Attempts to nudge potential domestic investors to repatriate their assets have seen very mild successes at best. The “domestic offshore” regions created by the government last year in the far-eastern Primorsky Krai and in the Kaliningrad region for investors to register their earnings have only seen 10 companies registered, of which seven were owned by Oleg Deripaska, a businessman sanctioned by the United States in 2018. A 2018 report by the Center for Strategic Research, a think tank warned that the criminalisation of the failure to repatriate earnings in foreign currency provides the authorities with just another instrument to extort businesses, as well as deterring exports. On 1 November, Andrei Kakovkin, the first entrepreneur to return to Russia under a program spearheaded by business ombudsman Boris Titov to repatriate businesspeople who left because of the threat of criminal prosecution, was jailed. Titov essentially spread his arms and said that he was unable to help. Bigger investors are wary of the Kremlin’s attempts to fork part of the price of Vladimir Putin’s foreign policy posturing on them. In May 2018 it took loud protests by business leaders to stop the State Duma from adopting a law, which would have allowed the government to punish, both by fines and by prison, the act of observing foreign sanctions, calling for new ones or releasing information that could lead to new sanctions.

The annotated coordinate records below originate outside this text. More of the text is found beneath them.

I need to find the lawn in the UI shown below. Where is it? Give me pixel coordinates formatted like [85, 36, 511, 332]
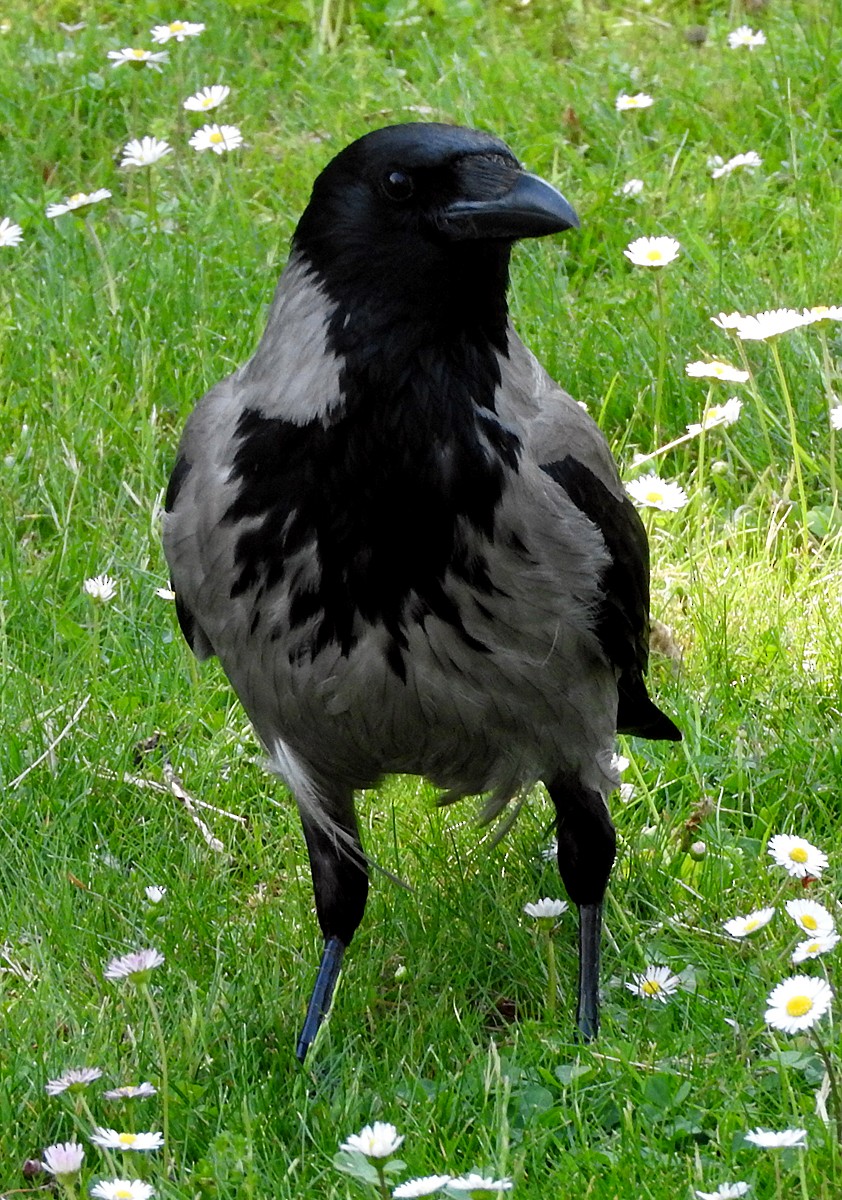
[0, 0, 842, 1200]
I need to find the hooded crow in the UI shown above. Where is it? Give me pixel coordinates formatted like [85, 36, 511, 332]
[164, 124, 681, 1061]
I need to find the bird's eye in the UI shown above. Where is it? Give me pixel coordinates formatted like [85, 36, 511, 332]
[383, 170, 415, 200]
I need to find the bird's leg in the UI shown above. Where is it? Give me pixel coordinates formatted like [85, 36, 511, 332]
[547, 779, 617, 1042]
[295, 792, 368, 1062]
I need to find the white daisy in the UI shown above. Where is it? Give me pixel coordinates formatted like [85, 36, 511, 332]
[190, 125, 242, 154]
[47, 187, 112, 220]
[339, 1121, 403, 1158]
[102, 1081, 158, 1100]
[152, 20, 205, 46]
[626, 966, 680, 1004]
[736, 308, 811, 342]
[765, 976, 834, 1033]
[83, 575, 116, 604]
[523, 896, 567, 920]
[447, 1171, 515, 1196]
[103, 949, 164, 983]
[91, 1126, 163, 1150]
[44, 1067, 102, 1096]
[696, 1183, 751, 1200]
[745, 1129, 807, 1150]
[723, 907, 775, 937]
[710, 312, 746, 329]
[769, 833, 828, 880]
[708, 150, 763, 179]
[392, 1175, 450, 1200]
[43, 1141, 85, 1180]
[728, 25, 766, 50]
[617, 179, 644, 196]
[626, 470, 687, 512]
[91, 1180, 155, 1200]
[786, 900, 835, 935]
[184, 83, 231, 113]
[0, 217, 23, 246]
[623, 231, 680, 266]
[120, 137, 173, 167]
[687, 396, 742, 437]
[108, 46, 169, 71]
[684, 359, 748, 383]
[614, 91, 655, 113]
[793, 929, 840, 964]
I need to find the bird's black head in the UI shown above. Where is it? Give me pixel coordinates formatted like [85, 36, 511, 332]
[293, 124, 578, 348]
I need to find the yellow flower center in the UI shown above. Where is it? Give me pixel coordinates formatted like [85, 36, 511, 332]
[787, 996, 813, 1016]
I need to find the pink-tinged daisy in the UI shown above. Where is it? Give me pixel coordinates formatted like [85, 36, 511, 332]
[190, 125, 242, 154]
[0, 217, 23, 246]
[91, 1180, 155, 1200]
[724, 908, 775, 937]
[708, 150, 763, 179]
[765, 976, 834, 1033]
[626, 966, 681, 1004]
[392, 1175, 450, 1200]
[120, 137, 173, 167]
[687, 396, 742, 437]
[91, 1126, 163, 1151]
[769, 833, 828, 880]
[339, 1121, 403, 1158]
[108, 46, 169, 71]
[728, 25, 766, 50]
[523, 896, 567, 920]
[626, 470, 687, 512]
[102, 1081, 158, 1100]
[696, 1182, 751, 1200]
[745, 1129, 807, 1150]
[47, 187, 112, 221]
[152, 20, 205, 46]
[793, 929, 840, 966]
[614, 91, 655, 113]
[736, 308, 811, 342]
[43, 1141, 85, 1180]
[684, 359, 748, 383]
[184, 83, 231, 113]
[786, 900, 835, 936]
[447, 1171, 515, 1198]
[44, 1067, 102, 1096]
[623, 238, 681, 266]
[103, 949, 164, 983]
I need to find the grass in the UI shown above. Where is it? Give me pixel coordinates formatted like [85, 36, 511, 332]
[0, 0, 842, 1200]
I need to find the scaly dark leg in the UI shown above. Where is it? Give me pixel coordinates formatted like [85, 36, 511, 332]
[295, 792, 368, 1062]
[547, 778, 617, 1042]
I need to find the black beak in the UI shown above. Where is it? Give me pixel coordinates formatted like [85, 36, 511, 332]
[441, 170, 579, 241]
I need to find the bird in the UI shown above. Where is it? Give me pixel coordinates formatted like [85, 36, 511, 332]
[163, 121, 681, 1062]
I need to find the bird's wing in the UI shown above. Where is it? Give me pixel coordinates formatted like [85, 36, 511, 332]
[500, 332, 680, 740]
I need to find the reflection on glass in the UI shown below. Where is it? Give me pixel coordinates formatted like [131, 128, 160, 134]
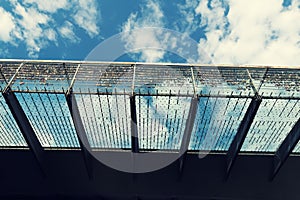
[16, 93, 79, 147]
[76, 94, 131, 149]
[241, 99, 300, 152]
[189, 97, 250, 151]
[136, 96, 191, 150]
[0, 94, 27, 147]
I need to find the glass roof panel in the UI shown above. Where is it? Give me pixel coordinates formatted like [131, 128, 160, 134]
[0, 93, 27, 147]
[134, 64, 194, 95]
[136, 96, 191, 150]
[0, 63, 21, 88]
[241, 99, 300, 152]
[259, 68, 300, 97]
[16, 93, 79, 148]
[76, 94, 131, 149]
[73, 64, 133, 93]
[189, 97, 251, 151]
[11, 63, 77, 92]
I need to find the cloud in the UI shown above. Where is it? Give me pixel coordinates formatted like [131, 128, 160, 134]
[0, 7, 15, 42]
[24, 0, 71, 13]
[195, 0, 300, 65]
[122, 1, 165, 62]
[58, 21, 80, 43]
[73, 0, 100, 37]
[0, 0, 100, 58]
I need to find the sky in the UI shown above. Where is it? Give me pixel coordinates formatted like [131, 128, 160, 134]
[0, 0, 300, 66]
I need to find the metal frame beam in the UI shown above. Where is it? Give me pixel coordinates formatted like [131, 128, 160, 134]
[65, 90, 93, 180]
[129, 95, 139, 153]
[226, 95, 262, 179]
[271, 119, 300, 180]
[2, 87, 46, 177]
[65, 64, 93, 180]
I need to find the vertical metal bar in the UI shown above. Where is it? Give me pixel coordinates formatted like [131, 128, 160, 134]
[226, 96, 262, 179]
[3, 63, 25, 93]
[271, 119, 300, 180]
[129, 95, 139, 153]
[65, 90, 93, 180]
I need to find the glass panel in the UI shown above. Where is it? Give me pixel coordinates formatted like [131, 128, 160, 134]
[189, 97, 251, 151]
[73, 64, 133, 93]
[11, 63, 77, 92]
[259, 69, 300, 97]
[134, 65, 194, 95]
[0, 63, 21, 88]
[0, 93, 27, 147]
[136, 96, 191, 150]
[194, 66, 264, 96]
[16, 93, 79, 147]
[76, 94, 131, 148]
[241, 99, 300, 152]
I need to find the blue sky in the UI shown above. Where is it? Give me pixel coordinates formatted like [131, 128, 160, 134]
[0, 0, 300, 65]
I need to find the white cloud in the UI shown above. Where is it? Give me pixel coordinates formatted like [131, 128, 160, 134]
[58, 21, 80, 43]
[0, 0, 100, 58]
[0, 7, 15, 42]
[122, 1, 166, 62]
[74, 0, 99, 37]
[24, 0, 71, 13]
[195, 0, 300, 65]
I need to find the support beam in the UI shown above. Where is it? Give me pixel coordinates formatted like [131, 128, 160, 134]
[226, 95, 262, 179]
[2, 87, 46, 177]
[179, 97, 198, 179]
[271, 119, 300, 180]
[66, 90, 93, 180]
[129, 95, 139, 153]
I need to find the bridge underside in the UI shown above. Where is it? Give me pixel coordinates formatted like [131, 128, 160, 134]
[0, 150, 300, 199]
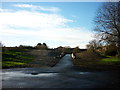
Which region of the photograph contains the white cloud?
[14,4,60,12]
[0,6,92,48]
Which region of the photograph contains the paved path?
[0,54,120,88]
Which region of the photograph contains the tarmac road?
[0,54,120,88]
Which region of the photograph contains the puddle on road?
[75,72,91,75]
[2,72,58,80]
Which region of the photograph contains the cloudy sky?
[0,2,102,48]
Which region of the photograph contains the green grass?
[2,51,35,68]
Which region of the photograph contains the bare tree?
[94,2,120,56]
[86,39,101,52]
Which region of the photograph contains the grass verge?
[73,51,120,70]
[2,51,35,68]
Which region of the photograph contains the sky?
[0,2,102,48]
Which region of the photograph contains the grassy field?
[28,50,64,67]
[2,49,64,68]
[73,51,120,70]
[2,51,35,68]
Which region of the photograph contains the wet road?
[0,54,120,88]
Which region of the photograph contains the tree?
[94,2,120,56]
[73,46,80,54]
[36,43,48,50]
[86,39,101,52]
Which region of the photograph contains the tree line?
[87,2,120,57]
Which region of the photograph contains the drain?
[31,73,38,75]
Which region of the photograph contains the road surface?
[0,54,120,88]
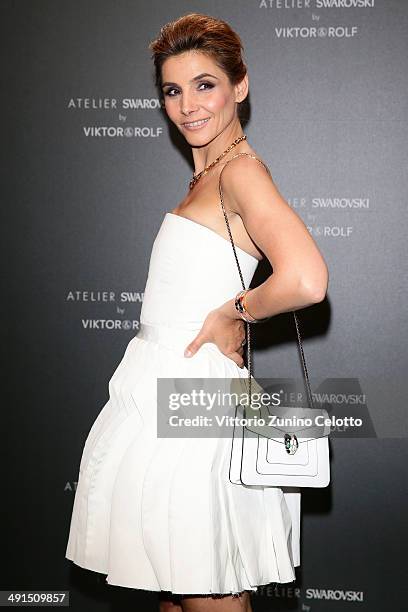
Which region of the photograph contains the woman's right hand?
[184,298,246,368]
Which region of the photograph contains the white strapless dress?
[66,213,301,594]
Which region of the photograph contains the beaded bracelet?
[235,289,269,323]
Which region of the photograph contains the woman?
[66,13,328,612]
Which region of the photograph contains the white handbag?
[218,153,330,487]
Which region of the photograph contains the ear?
[235,73,249,102]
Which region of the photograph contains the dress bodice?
[140,212,259,330]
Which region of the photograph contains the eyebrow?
[162,72,218,87]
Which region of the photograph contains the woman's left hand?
[184,299,245,368]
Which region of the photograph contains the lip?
[181,117,211,132]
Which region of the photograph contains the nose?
[180,93,197,115]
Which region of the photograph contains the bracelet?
[235,289,269,323]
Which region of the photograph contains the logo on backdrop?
[258,0,375,40]
[287,196,373,238]
[65,289,144,331]
[255,585,364,612]
[67,97,164,138]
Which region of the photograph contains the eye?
[163,81,214,98]
[164,87,178,98]
[199,81,214,91]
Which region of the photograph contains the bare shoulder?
[221,151,271,181]
[219,152,276,214]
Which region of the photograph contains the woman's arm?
[221,156,329,319]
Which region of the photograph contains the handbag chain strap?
[218,153,313,408]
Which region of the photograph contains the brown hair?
[149,13,247,120]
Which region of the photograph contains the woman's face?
[162,51,246,146]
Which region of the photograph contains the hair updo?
[149,13,247,118]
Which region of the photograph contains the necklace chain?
[189,134,246,189]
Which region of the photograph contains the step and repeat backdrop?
[1,0,408,612]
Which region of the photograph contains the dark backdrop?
[1,0,408,612]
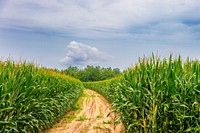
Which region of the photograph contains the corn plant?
[83,76,123,103]
[0,61,83,133]
[113,55,200,133]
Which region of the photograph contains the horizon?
[0,0,200,70]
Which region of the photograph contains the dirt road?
[44,89,123,133]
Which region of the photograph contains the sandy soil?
[44,89,124,133]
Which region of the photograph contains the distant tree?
[62,65,121,82]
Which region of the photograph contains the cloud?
[60,41,111,66]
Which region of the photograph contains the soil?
[44,89,124,133]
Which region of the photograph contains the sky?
[0,0,200,70]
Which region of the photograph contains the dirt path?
[44,89,123,133]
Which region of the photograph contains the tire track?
[44,89,124,133]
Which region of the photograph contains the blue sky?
[0,0,200,69]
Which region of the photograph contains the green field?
[0,55,200,133]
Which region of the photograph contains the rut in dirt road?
[44,89,123,133]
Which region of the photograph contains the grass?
[0,60,83,132]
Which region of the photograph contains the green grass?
[103,120,112,124]
[84,55,200,133]
[0,61,83,133]
[77,116,90,121]
[93,125,102,129]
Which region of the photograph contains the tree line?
[61,65,121,82]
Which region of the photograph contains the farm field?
[44,89,124,133]
[0,55,200,133]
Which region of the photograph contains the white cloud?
[60,41,111,66]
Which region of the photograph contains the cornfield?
[83,76,123,103]
[85,55,200,133]
[0,61,83,133]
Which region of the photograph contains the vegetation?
[0,61,83,133]
[61,66,121,82]
[84,56,200,133]
[83,76,123,102]
[0,55,200,133]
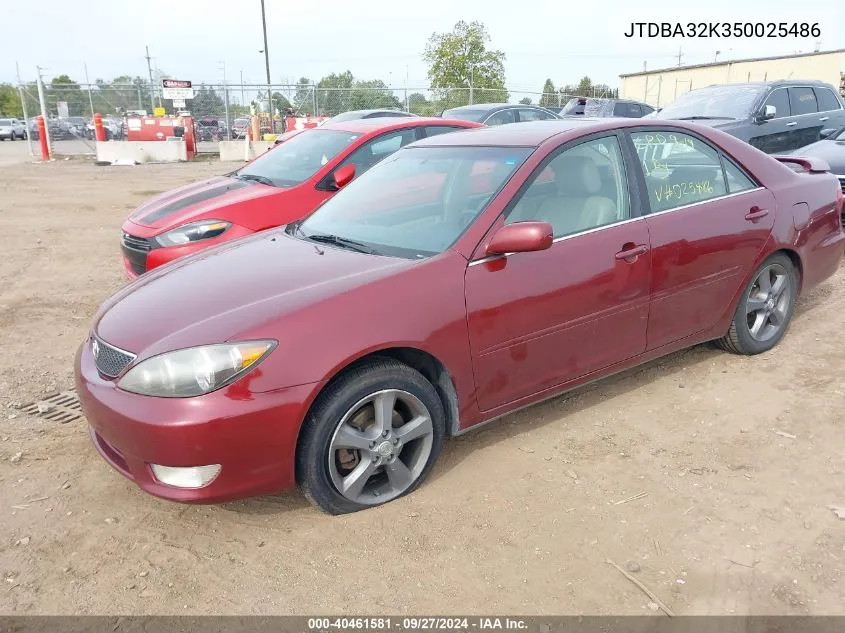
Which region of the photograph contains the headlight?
[117,341,276,398]
[153,220,232,246]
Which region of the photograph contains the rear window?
[443,110,487,123]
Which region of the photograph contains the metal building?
[619,48,845,107]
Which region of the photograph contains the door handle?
[615,244,648,260]
[745,207,769,222]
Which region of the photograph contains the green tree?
[0,84,23,119]
[44,75,91,116]
[540,79,558,108]
[423,20,508,107]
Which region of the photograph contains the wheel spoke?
[373,391,396,431]
[384,459,414,491]
[394,415,434,444]
[332,424,371,450]
[757,268,772,294]
[749,312,769,338]
[772,275,787,300]
[745,296,766,314]
[342,459,376,499]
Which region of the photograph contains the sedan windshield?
[443,109,489,123]
[654,84,763,120]
[234,129,361,187]
[290,145,532,259]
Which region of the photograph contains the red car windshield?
[290,145,532,259]
[234,129,361,187]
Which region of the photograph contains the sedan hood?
[792,140,845,176]
[129,176,280,229]
[94,229,414,357]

Foreign investors, in turn, were alarmed by the arrest of Michael Calvey, a US investor and his associates at the Baring Vostok private equity group in February. Seven months later Calvey remains under house arrest, in spite of Baring Vostok having ceded a 9.99% share in Vostochny Bank, which was at the center of the case, to Artem Avetisyan, Calvey’s business rival, and in spite of Titov and other ostensibly influential people speaking up for Calvey. The Kremlin’s attempts to restrict foreign ownership in media and in tech firms did not only send Yandex shares tumbling, but also made investors question what sector might be the next. Despite the evolution of economic ties with China in recent years, the Chinese government and Chinese companies continue to regard Russia mainly as a provider of natural resources, which China lacks.

An investment protection law is not what is missing. What is increasingly missing is a reliable implementation of laws or at least a calculable chain of command in the “deep state”.

One of the major mistakes that Vladimir Putin made in recent years was relying too much on his foreign policy agenda, a field in which he is confident. This could very well be happening again: as France’s president, Emmanuel Macron is pushing for a European “reset” with Russia – though to several European leaders it is still unclear how and why this should happen – the Russian president clearly trusts that the era of sanctions will soon be over and the Russian economy will receive a much-needed investment boost from Western investors. But this may turn out to be a vain hope. The removal of sanctions may indeed bring some windfall, especially if the unexpected foreign policy success leads to the elite rallying around the president, thus making politics more stable. But the removal of sanctions would also mean a significant weakening of the rule of law. Many risk-takers have found ways to work with Russian companies in the past years, while for risk-avoiding investors a country, in which institutional and procedural safeguards – flawed, but calculable – are increasingly eroded by uncertainty, score-settling and extortion, is unlikely to be an attractive market.